Gigi hai aperto una discussione interessante e partendo da una considerazione semplice quale la Basilica riprodotta su due diverse penne, viene poi ampliata affrontando diverse tematiche proprie delle penne rivestite italiane, non ultima quanto proposto da Paolo sulle imitazioni e sui falsi.
Mi inserisco apportando alcune considerazioni.
La Basilica riprodotta comporta una particolare maestria di lavorazione da parte dell’orafo e consistente nel fare il disegno, riportarlo nella giusta scala, costruire la matrice che servirà da traccia per realizzare il disegno sulla lamina da rifinire a mezzo cesello o a sbalzo.
Sarai deluso, ma non deve stupire che si voglia ripetitivamente utilizzare questo complesso ed articolato lavoro durato sicuramente più giorni, costruendo diversi originali seppur poco dissimili tra loro da vendere a vari committenti.
Questo modo di operare consente di scaricare parte dei costi su diversi commissionari e di guadagnare di più.
Questo lo facevano tutti, ricordiamo il catalogo della Fratelli Cavaliere che proponeva duecento diversi tipi di rivestimento da applicare a scelta sulla penna richiesta.
Quindi si può parlare di laminatura Cavaliere frat.lli, Montegrappa, Mazza od altri, ma non di ciò che la sostiene di cui non vi è alcuna certezza di origine e del resto poco aggiunge alla penna.
Si deve escludere da questo discorso la Waterman che aveva un nome da difendere, per tutte le altre il supporto è ininfluente: tutti facevano penne rientranti in ebanite più smilze delle 42 e generalmente in tre dimensioni.
Waterman
E’ stata l’unica vera produzione di rivestimenti sottoposta ad un qualche controllo da parte del concessionario italiano che, innanzitutto riceveva la penna dall’America, quindi un originale marcato, poi decideva di farla rivestire (pagando alla Waterman che glielo consentiva una royalty predeterminata dal contratto), a questo punto affidava la penna da rivestire …a chi? A quello che gli faceva spendere di meno offrendo un buon lavoro.
Per contro la Waterman era anche la marca più copiata, falsi e contraffazioni invadevano il mercato.

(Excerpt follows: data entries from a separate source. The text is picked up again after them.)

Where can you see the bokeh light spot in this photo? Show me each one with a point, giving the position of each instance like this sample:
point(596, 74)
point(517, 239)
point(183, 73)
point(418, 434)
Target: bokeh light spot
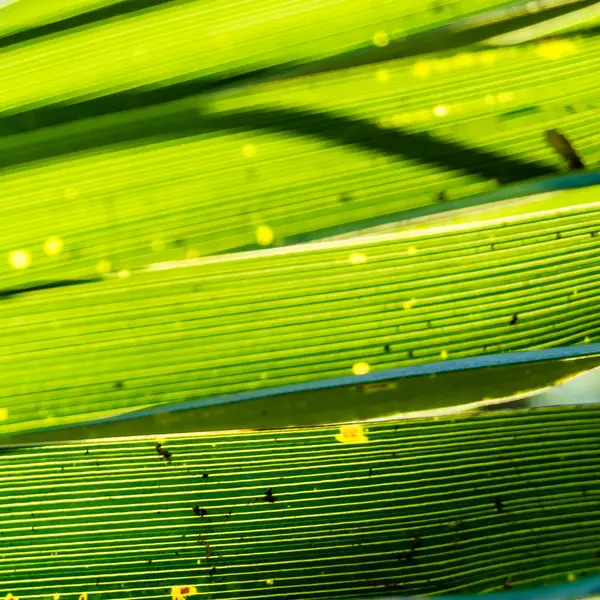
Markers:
point(264, 235)
point(352, 434)
point(53, 245)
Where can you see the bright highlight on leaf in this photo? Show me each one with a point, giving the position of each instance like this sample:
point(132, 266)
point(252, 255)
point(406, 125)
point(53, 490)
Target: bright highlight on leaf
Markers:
point(249, 150)
point(381, 39)
point(53, 246)
point(20, 259)
point(264, 235)
point(352, 434)
point(360, 368)
point(357, 257)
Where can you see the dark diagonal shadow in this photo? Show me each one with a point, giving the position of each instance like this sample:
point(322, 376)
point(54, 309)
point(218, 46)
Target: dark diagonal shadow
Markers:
point(120, 8)
point(48, 285)
point(420, 147)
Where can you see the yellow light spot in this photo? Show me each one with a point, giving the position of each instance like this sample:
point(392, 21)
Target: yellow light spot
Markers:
point(249, 150)
point(182, 591)
point(440, 111)
point(53, 246)
point(357, 257)
point(20, 259)
point(422, 69)
point(352, 434)
point(360, 368)
point(382, 75)
point(381, 39)
point(264, 235)
point(103, 267)
point(556, 49)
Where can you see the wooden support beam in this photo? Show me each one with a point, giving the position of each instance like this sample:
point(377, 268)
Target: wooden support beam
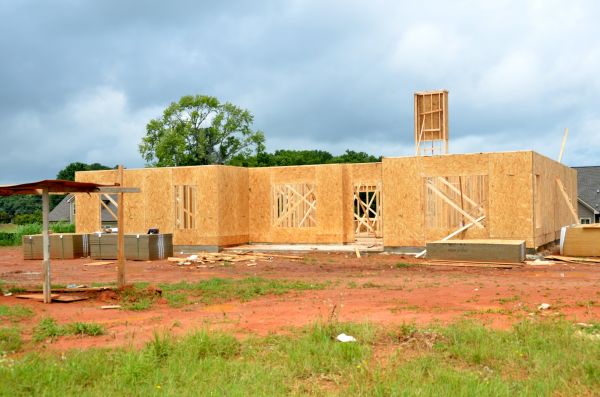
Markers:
point(121, 235)
point(46, 247)
point(562, 146)
point(453, 204)
point(563, 191)
point(454, 233)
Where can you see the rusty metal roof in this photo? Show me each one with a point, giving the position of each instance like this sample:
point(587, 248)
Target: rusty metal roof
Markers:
point(53, 186)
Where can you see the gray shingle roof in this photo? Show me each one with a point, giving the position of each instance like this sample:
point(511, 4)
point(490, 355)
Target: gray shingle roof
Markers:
point(588, 185)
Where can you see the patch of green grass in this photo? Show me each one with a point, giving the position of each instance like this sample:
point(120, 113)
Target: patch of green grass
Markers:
point(176, 299)
point(10, 339)
point(90, 329)
point(531, 359)
point(138, 297)
point(48, 328)
point(15, 313)
point(220, 289)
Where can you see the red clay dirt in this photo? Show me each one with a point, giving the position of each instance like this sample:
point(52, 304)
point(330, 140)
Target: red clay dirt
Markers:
point(368, 289)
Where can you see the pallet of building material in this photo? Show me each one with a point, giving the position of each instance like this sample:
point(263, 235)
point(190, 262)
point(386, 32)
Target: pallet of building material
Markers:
point(488, 250)
point(141, 247)
point(580, 240)
point(62, 246)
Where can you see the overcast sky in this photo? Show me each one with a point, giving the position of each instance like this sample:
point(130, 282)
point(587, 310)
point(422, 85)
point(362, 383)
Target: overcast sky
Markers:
point(79, 80)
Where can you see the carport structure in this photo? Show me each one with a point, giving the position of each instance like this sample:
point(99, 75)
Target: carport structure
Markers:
point(51, 186)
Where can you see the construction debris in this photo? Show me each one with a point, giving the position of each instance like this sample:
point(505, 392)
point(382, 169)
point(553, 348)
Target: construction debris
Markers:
point(573, 259)
point(202, 259)
point(491, 265)
point(345, 338)
point(489, 250)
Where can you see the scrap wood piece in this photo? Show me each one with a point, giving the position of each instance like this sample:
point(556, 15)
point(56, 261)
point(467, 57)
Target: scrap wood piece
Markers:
point(491, 265)
point(98, 263)
point(69, 298)
point(36, 297)
point(454, 233)
point(573, 259)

Ho presentato insieme alle Astoria una bella rientrante con smalti marcata lungo il corpo Waterman’s Jdeal (SI scritto così, con la J) con un rivestimento praticamente uguale a quello delle Astoria, ed era sicuramente un falso; la penna in ebanite non era originale, inoltre quale concessionario avrebbe accettato una storpiatura del nome scritto oltretutto nel posto sbagliato? Tuttavia era una penna con un rivestimento molto bello.
Forse erano state ordinate X laminature, poi consegnate X-1 penne originali da rivestire che erano quelle arrivate , ed allora mica si butta il lavoro, si taglia il tubo dorato della lunghezza necessaria a rivestire altra penna che non ha niente a che fare con quelle originali ed ecco il falso.
Ma è falso solo il nome Waterman che vi viene stampigliato non il resto, se fosse stato impresso altro nome di fantasia, andava benissimo, ma sicuramente la si vendeva per meno.
Penne per polli, come scriveva qualcuno, ne erano disponibili tante, allora come oggi e molte sono arrivate a noi.
La Jacopini nel suo libro sulle Waterman propone una possibile datazione di alcune punzonature di queste penne.
Per rispondere a Paolo sulla Wat 42 ½, con una scritta non coerente, se la penna sotto è originale (bisognerebbe sgusciarla e leggere la scritta sul barilotto, non limitarsi al fondello rotante) dovrebbe essere una produzione dei primi anni venti quando ancora regnava l’anarchia delle scritte, insomma prima del 1925 quando venne introdotto il logo ufficiale.
Nel riconoscimento delle laminate è molto importante riuscire ad attribuire una probabile data di produzione da integrare con la storia della possibile ditta semindustriale o artigiana che ne ha curato il rivestimento.
Pochi avevano un marchio depositato come la “Eterno” di Uhlmann, ma diversi utilizzavano un proprio punzone.